Arbeitsgemeinschaft für Osteosynthese
Das A und O der Chirurgie


Die AO-Stiftung (Arbeitsgemeinschaft für Osteosynthese) mit Sitz in Davos ist ein Verbund von rund 5000 Chirurgen, Ärzten und Kliniken. Die gemeinnützige Stiftung beschäftigt 177 Mitarbeiter und betreibt Forschung sowie Aus- und Weiterbildung im Bereich der Frakturbehandlung. Die Ausbildungskurse dieser weltweit einzigartigen Organisation sind für jeden renommierten Orthopäden Pflicht.


Allein in den letzten fünf Jahren wurden insgesamt 571 Weiterbildungskurse für 54 000 Chirurgen abgehalten. Daneben werden in Zusammenarbeit mit den Lizenznehmern jedes Jahr über 100 neue Produkte für die Chirurgie entwickelt.


Die Synthes AG Chur, der wirtschaftliche Arm der AO, vergibt die Lizenzen zur Herstellung der Produkte. Nach der Akquisition von Mathys und Stratec durch Synthes befinden sich alle drei Lizenzen in der Hand von Hansjörg Wyss. Dafür liefert er rund drei Prozent des Umsatzes an die AO ab. Gegründet wurde die Arbeitsgemeinschaft für Osteosynthese im Jahr 1958 von den Professoren Maurice Müller und Martin Allgöwer sowie zwei Kollegen.

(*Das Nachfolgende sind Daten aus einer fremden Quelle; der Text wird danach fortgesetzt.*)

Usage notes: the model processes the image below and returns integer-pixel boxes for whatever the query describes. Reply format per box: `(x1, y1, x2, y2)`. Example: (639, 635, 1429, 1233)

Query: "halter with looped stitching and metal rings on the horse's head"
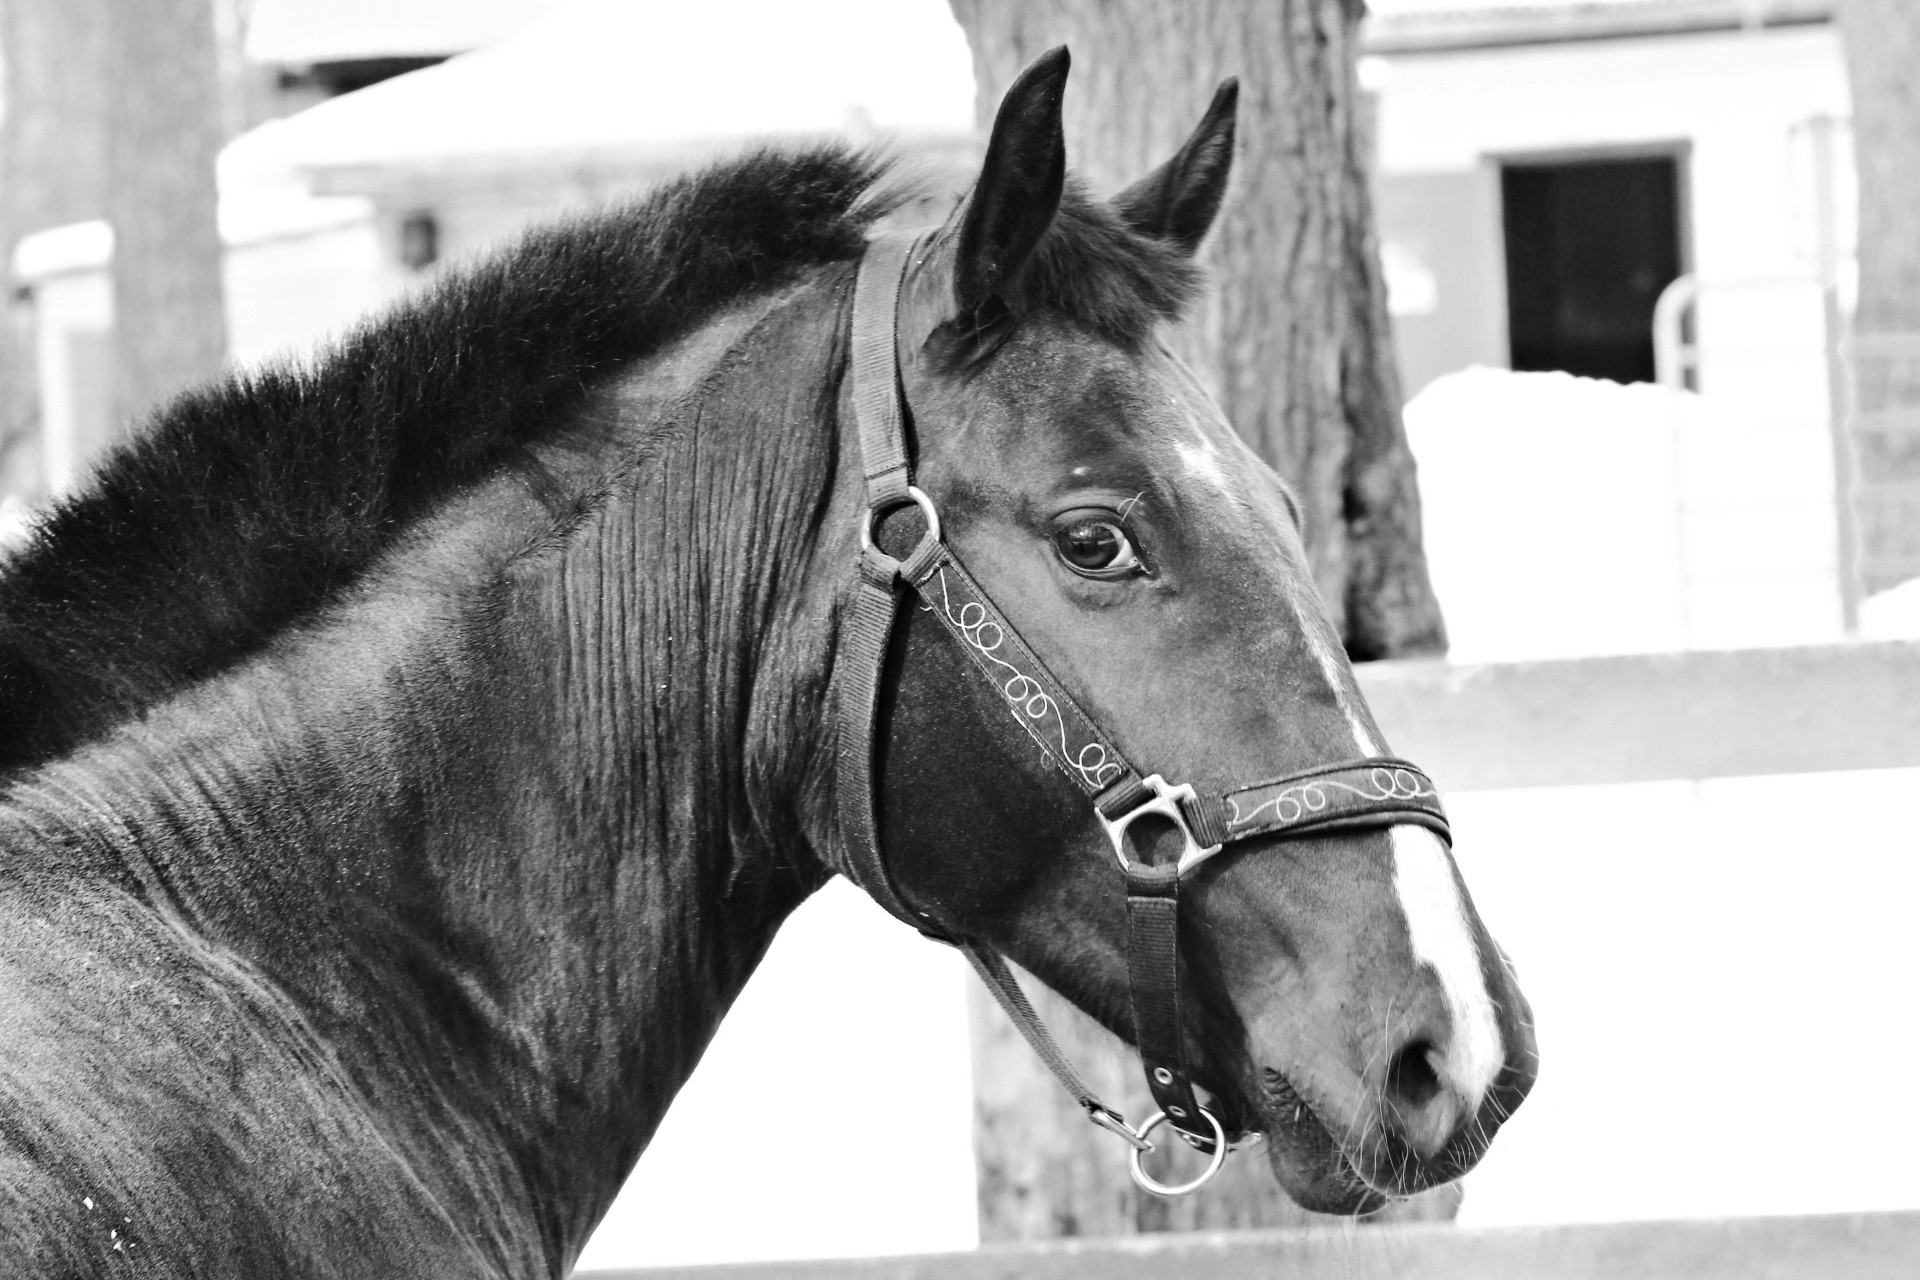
(835, 232, 1450, 1196)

Langsam ziehen dunkle Wolken auf. Der Wind peitscht die Wellen hoch. Wyss’ Partnerin Marcy ist vor die Tür getreten und beginnt das Blumenbeet zu jäten. «Politisch bin ich viel stärker in den USA engagiert als in der Schweiz», sagt Wyss. «Denn in der Schweiz dominiert komplett die Kartellwirtschaft, und man kann nichts dagegen tun.»

1987 hatte Wyss ein weiteres Mal Glück. Die sieben Aktionäre, alle gegen siebzig, wollten ihre Anteile abgeben. «Ich kaufe euch die Firma ab, aber ich kann euch nicht so viel geben, wie sie wert ist», pokerte Wyss. Der Preis wurde auf 54 Millionen Dollar festgelegt, aufgeteilt in fünf Raten. Zudem musste sich Wyss verpflichten, das Unternehmen nicht zu verkaufen. «Wenn wir damals gewusst hätten, wie viel wert das Unternehmen heute ist, hätten wir nicht so billig verkauft», bedauert Allgöwer im Nachhinein.

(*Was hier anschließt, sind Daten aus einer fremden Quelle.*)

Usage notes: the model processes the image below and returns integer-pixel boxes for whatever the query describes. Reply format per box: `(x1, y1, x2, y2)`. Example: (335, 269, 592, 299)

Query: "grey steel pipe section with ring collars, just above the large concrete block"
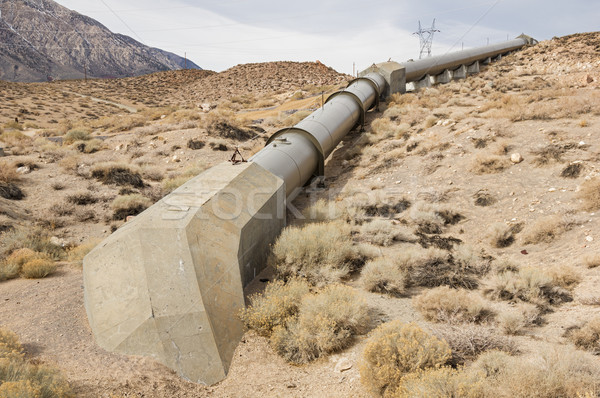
(250, 73, 386, 199)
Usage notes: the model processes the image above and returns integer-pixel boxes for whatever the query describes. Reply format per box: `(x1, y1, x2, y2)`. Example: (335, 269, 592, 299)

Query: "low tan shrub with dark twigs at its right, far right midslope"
(486, 267, 572, 306)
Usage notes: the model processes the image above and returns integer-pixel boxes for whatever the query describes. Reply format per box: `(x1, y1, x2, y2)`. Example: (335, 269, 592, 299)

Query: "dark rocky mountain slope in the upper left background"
(0, 0, 201, 82)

Heute, 15 Jahre später, macht Synthes-Stratec 1,5 Milliarden Umsatz. Die Betriebsgewinnmarge liegt bei 39 Prozent, womit Synthes-Stratec weltweit eines der profitabelsten Medtech-Unternehmen ist. In den letzten Jahren stiegen die Gewinne regelmässig stärker als die Umsätze. Das hat sich auch im Börsenkurs niedergeschlagen: Um 277 Prozent stieg die Aktie seit der Übernahme von Stratec 1999.

Durch die Akquisition von Mathys wird jetzt ein neuer Wachstumsschub ausgelöst. Für Synthes-Stratec wird der Weg frei für die profitabelsten Medtech-Absatzmärkte der Welt: Japan und China. Die zweite Nebenwirkung ist, dass beide Unternehmen ihr Problem mit den Kartellbehörden gelöst haben. Diese haben kürzlich Untersuchungen wegen des Verdachtes der Preisabsprache in Deutschland eingestellt, einem der wichtigsten Märkte für beide Unternehmen.

Beim Abschied beginnt es schon beinahe zu regnen.

«Und wie geht es mit Ihnen persönlich weiter, Herr Wyss?» «Ich werde mich demnächst aus dem operativen Geschäft zurückziehen und einen Nachfolger präsentieren», sagt er.

«Und wohin wandert langfristig Ihr Aktienpaket?» «Das kann ich Ihnen nicht sagen», antwortet er. «Aber schreiben Sie über meine Stiftungen. Das ist viel interessanter.» Dann verschwindet das Phantom Wyss wieder in seiner Villa.